Ela cresce na África (Etiópia, Somália e região), e também em partes da Ásia (Tailândia, Índia e Oriente Médio).

Em aramaico, seu nome veio da palavra “Murr”, que significa “Amargo”. Mas é da resina desta planta que vamos falar neste texto. Com diversas aparições bíblicas, a resina de Mirra é utilizada até hoje em diversos povos e rituais no oriente e no ocidente.

 

A resina de Mirra e seus usos

Seu nome científico é Commiphora Myrrha, e sua resina tem características anti-sépticas. Por isso, além de ser utilizada na aromaterapia por seu aroma inconfundível, marcante e extremamente agradável, a resina de Mirra também é utilizada diretamente como um composto medicinal, como anti-sépticos para a pele e para a cavidade bucal, a fim de combater a ação de fungos e bactérias que se espalhem pelo corpo.

Nos tempos do Egito Antigo, ela era também usada para realizar a mumificação das pessoas mortas, dadas as suas propriedades balsâmicas. Era usada também durante os cultos ao Deus Sol, Rá.

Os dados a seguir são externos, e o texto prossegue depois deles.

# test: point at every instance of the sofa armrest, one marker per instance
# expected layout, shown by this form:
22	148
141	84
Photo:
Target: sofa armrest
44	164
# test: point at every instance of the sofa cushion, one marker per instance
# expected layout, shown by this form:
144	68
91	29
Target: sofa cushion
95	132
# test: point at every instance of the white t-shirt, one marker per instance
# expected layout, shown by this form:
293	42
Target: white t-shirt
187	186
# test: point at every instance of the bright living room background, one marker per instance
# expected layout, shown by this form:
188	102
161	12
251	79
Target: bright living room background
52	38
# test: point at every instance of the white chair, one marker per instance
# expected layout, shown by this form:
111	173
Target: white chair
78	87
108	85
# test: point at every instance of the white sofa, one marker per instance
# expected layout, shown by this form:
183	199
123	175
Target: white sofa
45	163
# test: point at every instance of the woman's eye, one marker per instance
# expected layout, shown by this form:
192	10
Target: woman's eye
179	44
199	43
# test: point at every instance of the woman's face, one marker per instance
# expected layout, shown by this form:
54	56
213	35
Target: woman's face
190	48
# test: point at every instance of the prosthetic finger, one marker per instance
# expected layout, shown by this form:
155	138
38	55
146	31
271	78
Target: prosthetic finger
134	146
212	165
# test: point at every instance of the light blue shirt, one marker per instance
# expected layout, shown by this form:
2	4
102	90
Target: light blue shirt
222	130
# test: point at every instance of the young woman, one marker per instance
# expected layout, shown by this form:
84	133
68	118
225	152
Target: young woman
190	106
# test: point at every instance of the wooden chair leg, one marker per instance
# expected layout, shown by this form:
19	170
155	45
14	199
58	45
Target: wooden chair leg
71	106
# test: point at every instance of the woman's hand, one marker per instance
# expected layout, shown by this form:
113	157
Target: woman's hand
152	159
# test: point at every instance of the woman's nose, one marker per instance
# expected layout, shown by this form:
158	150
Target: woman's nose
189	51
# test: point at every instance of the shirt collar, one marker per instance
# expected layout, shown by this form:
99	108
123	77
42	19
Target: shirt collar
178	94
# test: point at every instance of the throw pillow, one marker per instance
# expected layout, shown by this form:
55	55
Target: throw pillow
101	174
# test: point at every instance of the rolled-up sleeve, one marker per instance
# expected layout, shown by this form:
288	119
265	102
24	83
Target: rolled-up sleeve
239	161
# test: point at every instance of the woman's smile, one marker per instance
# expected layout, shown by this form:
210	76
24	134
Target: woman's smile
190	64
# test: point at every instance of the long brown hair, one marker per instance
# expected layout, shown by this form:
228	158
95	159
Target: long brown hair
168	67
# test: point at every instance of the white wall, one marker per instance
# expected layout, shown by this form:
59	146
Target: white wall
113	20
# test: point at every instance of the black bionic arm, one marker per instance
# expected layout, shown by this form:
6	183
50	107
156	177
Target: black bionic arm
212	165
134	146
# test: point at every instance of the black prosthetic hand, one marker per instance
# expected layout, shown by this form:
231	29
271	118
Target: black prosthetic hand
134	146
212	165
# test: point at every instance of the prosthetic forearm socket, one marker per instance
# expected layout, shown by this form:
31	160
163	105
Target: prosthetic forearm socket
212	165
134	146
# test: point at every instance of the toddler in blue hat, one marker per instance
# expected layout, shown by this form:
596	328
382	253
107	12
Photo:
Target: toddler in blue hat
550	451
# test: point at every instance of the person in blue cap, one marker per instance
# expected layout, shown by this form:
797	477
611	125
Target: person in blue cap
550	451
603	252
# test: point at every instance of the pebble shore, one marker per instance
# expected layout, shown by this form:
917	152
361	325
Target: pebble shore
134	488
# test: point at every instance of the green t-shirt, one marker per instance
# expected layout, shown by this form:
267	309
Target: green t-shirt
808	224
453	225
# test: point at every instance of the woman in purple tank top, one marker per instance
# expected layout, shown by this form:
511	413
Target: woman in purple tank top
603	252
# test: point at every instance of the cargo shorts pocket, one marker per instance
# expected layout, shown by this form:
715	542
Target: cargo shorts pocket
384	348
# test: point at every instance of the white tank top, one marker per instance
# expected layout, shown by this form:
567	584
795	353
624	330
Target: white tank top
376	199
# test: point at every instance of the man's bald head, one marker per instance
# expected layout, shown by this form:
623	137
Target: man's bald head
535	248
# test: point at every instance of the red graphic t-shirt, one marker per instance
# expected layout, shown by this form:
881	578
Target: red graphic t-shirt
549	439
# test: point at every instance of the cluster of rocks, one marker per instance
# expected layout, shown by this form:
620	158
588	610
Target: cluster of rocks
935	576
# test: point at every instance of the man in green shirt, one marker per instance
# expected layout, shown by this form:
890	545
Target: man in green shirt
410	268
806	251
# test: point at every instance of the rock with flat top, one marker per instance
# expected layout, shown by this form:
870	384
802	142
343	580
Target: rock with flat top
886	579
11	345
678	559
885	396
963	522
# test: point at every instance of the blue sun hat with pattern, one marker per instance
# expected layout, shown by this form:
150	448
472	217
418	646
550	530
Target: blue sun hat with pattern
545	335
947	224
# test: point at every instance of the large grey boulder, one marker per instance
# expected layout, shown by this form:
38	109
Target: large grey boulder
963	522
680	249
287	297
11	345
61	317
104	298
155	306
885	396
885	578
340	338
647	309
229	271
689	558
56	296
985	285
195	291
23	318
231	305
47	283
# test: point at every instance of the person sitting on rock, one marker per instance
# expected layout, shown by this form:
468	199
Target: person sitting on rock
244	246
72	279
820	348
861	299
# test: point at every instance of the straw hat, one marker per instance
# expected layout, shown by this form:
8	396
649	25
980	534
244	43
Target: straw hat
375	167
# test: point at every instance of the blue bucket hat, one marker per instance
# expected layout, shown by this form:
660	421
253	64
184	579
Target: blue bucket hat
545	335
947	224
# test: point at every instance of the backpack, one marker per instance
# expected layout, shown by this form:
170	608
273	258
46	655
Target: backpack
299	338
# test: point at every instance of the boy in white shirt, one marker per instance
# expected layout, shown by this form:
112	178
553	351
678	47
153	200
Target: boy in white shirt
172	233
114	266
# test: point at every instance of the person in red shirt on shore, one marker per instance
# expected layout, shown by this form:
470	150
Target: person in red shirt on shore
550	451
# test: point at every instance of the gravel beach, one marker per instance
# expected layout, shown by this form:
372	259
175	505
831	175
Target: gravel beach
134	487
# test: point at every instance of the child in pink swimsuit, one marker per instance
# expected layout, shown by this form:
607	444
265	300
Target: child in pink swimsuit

Em ritos religiosos, a Mirra é queimada tanto nas missas da Igreja Católica, como nas Giras de Umbanda, pois espiritualmente é representada como uma planta de resistência, resiliência e pureza.

Assim é representada por suas características de florescer e dar frutos mesmo em um tempo seco e árido, com uma madeira resistente e altamente fértil. A árvore da Mirra é citada desta forma no Livro de Cantares da Bíblia, no Capítulo 8.

Para quem acompanha a tradição cristã, sabe também que a Mirra foi um dos presentes que Jesus Cristo recebeu dos Três Reis Magos, assim que nasceu. Além da Mirra, Jesus recebeu Ouro e Incenso dos visitantes ilustres.

Significados espirituais

A Mirra é representada como a parte feminina do cosmos, tendo propriedades para limpeza, purificação e “desatar nós”, ou seja, resolução de problemas.

Seu aroma pode ser utilizado em incensos para uma defumação que traga limpeza aos ambientes e que se livre das vibrações ruins trazidas pelo mundo e seus problemas. O uso da Mirra evoca a sentimentos de autoconhecimento, fraternidade, renovação, tranquilidade e calma.

Na Bíblia, além de ter sido um dos presentes dados a Jesus, a Mirra também é lembrada como uma das primeiras plantas utilizadas para se fazer o óleo sagrado da unção do Tabernáculo de Moisés, além de ter sido também uma das plantas utilizadas para preparar o corpo de Jesus para o sepultamento.